Was Matusches Tätigkeit als Dramaturg anlangt, so will ich nur sagen: Alfred war nie, wenn er am Deutschen Theater zu Kipphardts und Langhoffs Zeiten mit seinem Stück "Die Dorfstraße" uraufgeführt wurde, als Dramaturg tätig, auch nicht, als er am Maxim-Gorki-Theater für eine gewisse Zeit fest angestellt war und dort die Uraufführung seines Stückes "Nacktes Gras" erlebte, und auch in Potsdam, wo er zusammen mit Siegfried Hoechst "Minna von Barnhelm" herausbrachte und von Rüger und Winkelgrund aufgeführt wurde, auch nicht, als er in Karl-Marx-Stadt lebte, und wo seine Stücke "Lied meines Weges" in der Regie von Jochen Ziller, (langjähriger Freund von ihm), "Prognose" und "Van Gogh" (Regie und Hauptdarsteller Peter Sodann, mit dem er in diesen Jahren befreundet war) aufgeführt wurden - immer war Matusche an den verschiedenen Bühnen als Dichter und Mitarbeiter an seinen eigenen Stücken tätig. Und um das Thema: Dramaturg im Zusammenhang mit Matusche abzuschließen, kann ich nur sagen, dass er gegen diese Leute, mich eingeschlossen, zunehmend einen Horror entwickelt hatte. Dramaturgen waren seiner Ansicht nach Leute, die den Dichter zu Änderungen veranlassen wollten, die zwar im Sinne einer größeren Eindeutigkeit seiner Stücke sein mochten, die sich aber immer gegen die ursprünglichen Absichten desselben richteten!

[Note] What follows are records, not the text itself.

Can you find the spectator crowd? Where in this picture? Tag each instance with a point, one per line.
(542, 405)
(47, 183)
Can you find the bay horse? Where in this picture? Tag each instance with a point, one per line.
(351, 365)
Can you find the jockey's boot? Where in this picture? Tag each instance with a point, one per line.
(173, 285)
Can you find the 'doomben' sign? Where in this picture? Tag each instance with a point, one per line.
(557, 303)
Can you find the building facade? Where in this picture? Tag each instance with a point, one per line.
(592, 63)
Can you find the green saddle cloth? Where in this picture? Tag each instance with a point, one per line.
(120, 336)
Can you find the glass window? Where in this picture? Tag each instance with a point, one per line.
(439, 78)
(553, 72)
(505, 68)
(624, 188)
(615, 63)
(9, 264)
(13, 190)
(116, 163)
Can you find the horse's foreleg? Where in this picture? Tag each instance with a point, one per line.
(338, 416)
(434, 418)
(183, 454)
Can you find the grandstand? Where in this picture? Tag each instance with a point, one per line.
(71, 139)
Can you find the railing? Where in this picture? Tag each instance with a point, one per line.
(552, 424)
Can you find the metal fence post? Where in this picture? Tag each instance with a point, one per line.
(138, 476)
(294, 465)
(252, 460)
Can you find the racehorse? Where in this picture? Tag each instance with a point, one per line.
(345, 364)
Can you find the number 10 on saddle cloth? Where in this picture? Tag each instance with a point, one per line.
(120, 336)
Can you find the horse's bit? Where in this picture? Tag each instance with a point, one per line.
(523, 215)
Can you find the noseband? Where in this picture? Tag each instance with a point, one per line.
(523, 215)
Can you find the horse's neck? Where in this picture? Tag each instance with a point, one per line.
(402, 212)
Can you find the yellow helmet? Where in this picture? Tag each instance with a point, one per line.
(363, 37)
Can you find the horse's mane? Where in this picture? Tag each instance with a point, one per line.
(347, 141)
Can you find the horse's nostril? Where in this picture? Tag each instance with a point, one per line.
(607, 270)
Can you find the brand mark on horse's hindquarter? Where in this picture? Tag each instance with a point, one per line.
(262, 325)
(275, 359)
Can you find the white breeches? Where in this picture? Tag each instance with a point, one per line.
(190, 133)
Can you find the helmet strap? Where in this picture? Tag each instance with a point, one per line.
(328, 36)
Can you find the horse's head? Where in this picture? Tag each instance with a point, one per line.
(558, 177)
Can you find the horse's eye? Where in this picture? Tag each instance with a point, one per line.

Ob er, unser alter Freund, damit völlig recht hatte, lasse ich dahingestellt. Und so viel ihm die Theater der DDR schuldig geblieben sein mögen - viel zu wenige haben sich mit den Besonderheiten und Schwierigkeiten seiner Stücke befaßt - wer zu ihm gehalten hat, waren Leute wie der Dramaturg Peter Gruber am Henschelverlag, das Fernsehen der DDR, die Akademie-Zeitschrift "Sinn und Form", dort besonders Armin Zeißler, das Ministerium für Kultur der DDR, von dem er im Jahre seines Todes den Lessingpreis erhielt, sowie Kurt Seeger vom Deutschen Theater Berlin. Einmal hat ihn das westdeutsche Fernsehen in die Öffentlichkeit gebracht und zwar mit "van Gogh", der auch in der Regie von Peter Sodann am Moskauer Jermilowa Theater aufgeführt wurde. Völlig in Vergessenheit geraten scheint, daß Alfred Kurella nach der Sendung von "Die gleiche Strecke" im Fernsehen der DDR dem Dichter einen Brief schickte, in dem er ihm zu der Leistung, die ihm literarisch und politisch geglückt war, gratulierte.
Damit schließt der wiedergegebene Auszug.